The frequency of diagnosis of legionellosis by culture has decreased significantly in the last years, impairing epidemiological investigations. To reverse this problematic trend, culture of respiratory materials should be performed whenever possible, especially in cases of severe pneumonia.
The detection of antibodies in patient's serum is still a good laboratory test. Although of little use in the acute phase of the illness, it is especially valuable in epidemiological investigations.
Systematic molecular subtyping of all environmental and clinical isolates by using sequence based typing is an important tool in the investigation of Legionnaires' disease outbreaks and will help to identify the sources of the infection rapidly and reliably. By this approach, the occurrence of further cases can be prevented. Furthermore, such investigations will improve our understanding of the epidemiology of legionellosis, knowledge that is fundamental to any scientifically proven risk assessment.

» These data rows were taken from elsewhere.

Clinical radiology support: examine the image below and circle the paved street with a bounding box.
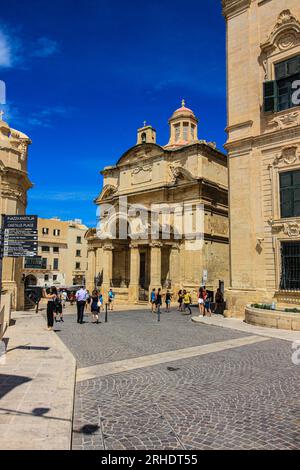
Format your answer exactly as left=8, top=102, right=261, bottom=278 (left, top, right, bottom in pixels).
left=58, top=304, right=300, bottom=450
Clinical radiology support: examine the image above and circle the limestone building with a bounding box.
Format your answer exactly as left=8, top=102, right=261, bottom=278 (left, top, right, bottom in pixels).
left=86, top=102, right=229, bottom=302
left=223, top=0, right=300, bottom=316
left=0, top=112, right=32, bottom=314
left=23, top=218, right=88, bottom=287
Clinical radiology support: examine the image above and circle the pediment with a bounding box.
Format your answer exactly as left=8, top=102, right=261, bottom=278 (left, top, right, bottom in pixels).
left=170, top=165, right=196, bottom=184
left=84, top=228, right=96, bottom=240
left=260, top=10, right=300, bottom=55
left=117, top=143, right=164, bottom=166
left=95, top=184, right=118, bottom=204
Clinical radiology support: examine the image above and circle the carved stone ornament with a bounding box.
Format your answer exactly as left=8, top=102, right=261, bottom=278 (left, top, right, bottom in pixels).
left=283, top=222, right=300, bottom=238
left=169, top=165, right=195, bottom=183
left=260, top=10, right=300, bottom=56
left=268, top=111, right=300, bottom=130
left=268, top=219, right=300, bottom=238
left=0, top=183, right=27, bottom=205
left=272, top=145, right=300, bottom=167
left=131, top=165, right=152, bottom=175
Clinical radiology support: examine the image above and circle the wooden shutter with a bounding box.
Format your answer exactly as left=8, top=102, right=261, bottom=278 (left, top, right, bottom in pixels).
left=264, top=80, right=277, bottom=113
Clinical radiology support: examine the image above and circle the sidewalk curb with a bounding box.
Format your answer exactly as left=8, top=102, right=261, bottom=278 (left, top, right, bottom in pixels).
left=191, top=316, right=300, bottom=342
left=53, top=320, right=77, bottom=450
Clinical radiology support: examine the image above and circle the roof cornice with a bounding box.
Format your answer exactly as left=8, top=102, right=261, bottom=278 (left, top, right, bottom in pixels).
left=222, top=0, right=253, bottom=19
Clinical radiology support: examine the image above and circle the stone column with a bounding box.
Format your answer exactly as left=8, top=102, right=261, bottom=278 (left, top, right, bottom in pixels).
left=150, top=242, right=162, bottom=292
left=128, top=243, right=140, bottom=302
left=86, top=248, right=97, bottom=292
left=102, top=243, right=113, bottom=302
left=170, top=243, right=182, bottom=295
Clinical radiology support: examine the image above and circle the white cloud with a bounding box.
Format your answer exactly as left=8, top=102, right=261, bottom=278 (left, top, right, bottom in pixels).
left=0, top=24, right=58, bottom=69
left=32, top=36, right=58, bottom=57
left=0, top=29, right=13, bottom=68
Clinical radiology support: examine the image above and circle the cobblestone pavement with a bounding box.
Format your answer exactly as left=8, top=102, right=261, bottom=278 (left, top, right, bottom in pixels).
left=56, top=307, right=249, bottom=367
left=58, top=306, right=300, bottom=450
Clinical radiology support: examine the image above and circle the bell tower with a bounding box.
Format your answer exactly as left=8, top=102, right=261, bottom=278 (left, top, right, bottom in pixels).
left=137, top=121, right=156, bottom=145
left=167, top=100, right=198, bottom=147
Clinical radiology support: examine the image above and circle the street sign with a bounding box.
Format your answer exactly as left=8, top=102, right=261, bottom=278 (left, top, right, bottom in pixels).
left=3, top=215, right=38, bottom=258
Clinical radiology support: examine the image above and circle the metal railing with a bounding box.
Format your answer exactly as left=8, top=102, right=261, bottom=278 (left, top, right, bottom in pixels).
left=110, top=277, right=130, bottom=288
left=280, top=242, right=300, bottom=291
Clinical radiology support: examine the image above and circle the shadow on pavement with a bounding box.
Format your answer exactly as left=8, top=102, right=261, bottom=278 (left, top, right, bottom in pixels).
left=0, top=374, right=32, bottom=398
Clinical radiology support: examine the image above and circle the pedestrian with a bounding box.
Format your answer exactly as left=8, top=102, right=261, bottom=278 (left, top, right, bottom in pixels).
left=43, top=287, right=57, bottom=331
left=165, top=290, right=172, bottom=312
left=150, top=289, right=156, bottom=313
left=214, top=288, right=224, bottom=315
left=54, top=292, right=64, bottom=322
left=99, top=294, right=104, bottom=312
left=155, top=288, right=162, bottom=314
left=178, top=289, right=183, bottom=312
left=198, top=287, right=205, bottom=316
left=91, top=290, right=101, bottom=324
left=85, top=290, right=91, bottom=310
left=108, top=289, right=115, bottom=311
left=70, top=291, right=76, bottom=305
left=183, top=290, right=192, bottom=315
left=61, top=290, right=68, bottom=308
left=75, top=287, right=86, bottom=325
left=203, top=286, right=208, bottom=317
left=204, top=291, right=211, bottom=317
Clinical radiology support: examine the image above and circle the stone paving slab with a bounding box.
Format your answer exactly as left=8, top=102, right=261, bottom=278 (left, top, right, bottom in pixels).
left=77, top=336, right=268, bottom=383
left=0, top=312, right=76, bottom=450
left=73, top=340, right=300, bottom=450
left=192, top=315, right=300, bottom=342
left=57, top=306, right=250, bottom=368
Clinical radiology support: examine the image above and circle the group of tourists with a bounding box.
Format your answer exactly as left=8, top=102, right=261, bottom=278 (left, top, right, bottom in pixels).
left=150, top=287, right=224, bottom=316
left=43, top=287, right=115, bottom=330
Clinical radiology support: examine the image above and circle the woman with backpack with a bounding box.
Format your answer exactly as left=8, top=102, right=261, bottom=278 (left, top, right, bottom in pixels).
left=198, top=287, right=206, bottom=316
left=150, top=289, right=156, bottom=313
left=91, top=290, right=101, bottom=324
left=43, top=287, right=57, bottom=331
left=54, top=289, right=64, bottom=322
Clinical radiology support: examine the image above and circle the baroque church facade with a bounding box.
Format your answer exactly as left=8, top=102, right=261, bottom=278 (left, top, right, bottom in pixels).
left=223, top=0, right=300, bottom=317
left=86, top=102, right=229, bottom=302
left=0, top=113, right=32, bottom=322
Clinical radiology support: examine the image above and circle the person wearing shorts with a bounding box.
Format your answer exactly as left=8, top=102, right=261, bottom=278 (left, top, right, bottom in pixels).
left=198, top=287, right=205, bottom=316
left=108, top=289, right=115, bottom=310
left=165, top=291, right=172, bottom=312
left=178, top=289, right=183, bottom=312
left=183, top=290, right=192, bottom=315
left=155, top=288, right=162, bottom=312
left=150, top=289, right=156, bottom=313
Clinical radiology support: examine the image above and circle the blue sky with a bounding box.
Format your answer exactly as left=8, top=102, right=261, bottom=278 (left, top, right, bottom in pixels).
left=0, top=0, right=226, bottom=226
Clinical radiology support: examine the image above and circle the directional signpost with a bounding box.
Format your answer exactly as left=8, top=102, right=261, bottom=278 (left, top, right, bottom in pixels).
left=3, top=215, right=38, bottom=258
left=0, top=215, right=38, bottom=304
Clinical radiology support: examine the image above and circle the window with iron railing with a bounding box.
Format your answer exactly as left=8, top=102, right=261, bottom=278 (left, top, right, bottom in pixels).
left=280, top=242, right=300, bottom=291
left=280, top=170, right=300, bottom=218
left=264, top=55, right=300, bottom=113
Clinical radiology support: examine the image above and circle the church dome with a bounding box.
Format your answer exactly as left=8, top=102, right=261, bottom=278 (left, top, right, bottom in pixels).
left=171, top=100, right=196, bottom=119
left=166, top=100, right=198, bottom=147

Newer quinolones and macrolides have greater activity on intracellular legionellae in cell culture models and improved efficacy in animal models as compared with older macrolides. Monotherapy with a quinolone (i.e. levofloxacin) may be the current treatment of choice for Legionnaires' disease, according to results of recent observational studies. However, direct comparison of azithromycin and quinolones has not been performed in clinical studies. The addition of rifampicin to the treatment with newer quinolones or macrolides probably provides no benefit, but does increase the rate of side-effects. Although the combination of quinolones with azithromycin is supported by some in vitro data, the relevance of this observation for patients with severe Legionella pneumonia is not yet clear.
Acknowledgements
Own work was supported by the Federal Ministry of Education and Research of Germany, Network of Competence in Medicine CAPNETZ. I would like to thank Carolin Dix, Sigrid Gäbler, Jutta Paasche, Kerstin Seeliger, Ines Wolf for excellent technical assistance.